David Ury has made a career out of dying. The actor seems to get bumped off all the time, most famously when he was killed by an ATM on Breaking Bad. So he knew what he was talking about when he collaborated with Ken Tanaka on Everybody Dies: A Children's Book For Grownups, which tackles the sensitive subject of death in a funny, brightly colored way. David joined us recently to discuss the book and his habit of not making it to the end of the story.
"We had this idea to do a book kind of like Everyone Poops, only about death," he explained. "I tend to play characters that have very short life spans. I usually play kind of bad guys and scumbags on TV. and I die a lot. I've been dying since I had my first role on stage at age 15; I had like two lines and was dead on stage. I guess that death's something that's always sort of in the back of my mind."
But don't read Everybody Dies expecting a record of his greatest demises. "There is not really anything [in the book] based on the way I died on TV," he added. "It's more just sort of whatever deaths we happened to imagine."
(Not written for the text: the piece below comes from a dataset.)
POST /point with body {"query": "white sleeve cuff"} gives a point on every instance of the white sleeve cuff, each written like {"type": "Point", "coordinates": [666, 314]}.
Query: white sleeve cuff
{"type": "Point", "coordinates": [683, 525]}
"It's a difficult subject," David continued. "But I guess the idea is just that it is going to happen to all of us. It's one of the few things in life that, every single person will share that experience. The idea is to kind of get us to talk about it [and] not take for granted the time we have and our life on Earth."
There's a fair amount of humor in the book, too, including a maze where the goal is to navigate your character to dying of old age, and a checklist where you can mark off if you've known someone who's died from a number of causes, some more out there than others. Even the book trailer (which we've included here) is worthy of chuckles. Everybody Dies does a brilliant job of injecting some levity into one of the heaviest topics, which is the point.
"If there's one thing I want people to know about the book," David told us, "my goal in creating content for art of any kind is always to kind of make people laugh, and then make people kind of stop and think."
But what's it like for him to be constantly killed off? Does it ever get frustrating to have a short life span? "On the one hand, I'm happy to get work," he laughed. "[Then] sometimes I'll get a role, and I'm like, oh, this character is so great. I'd love to sink my teeth into it and have a nice multi episode arc - and then I get killed off!"
And yes, his favorite death scene is exactly the one that you're thinking of. "It's kind of hard to beat being crushed by an ATM," David conceded. "I've had other deaths. I had a death on Justified that's quite good and kind of comedic, and that was great, but it's really hard to compete with such an oddball, spectacular and also well-written death scene as what happened on Breaking Bad."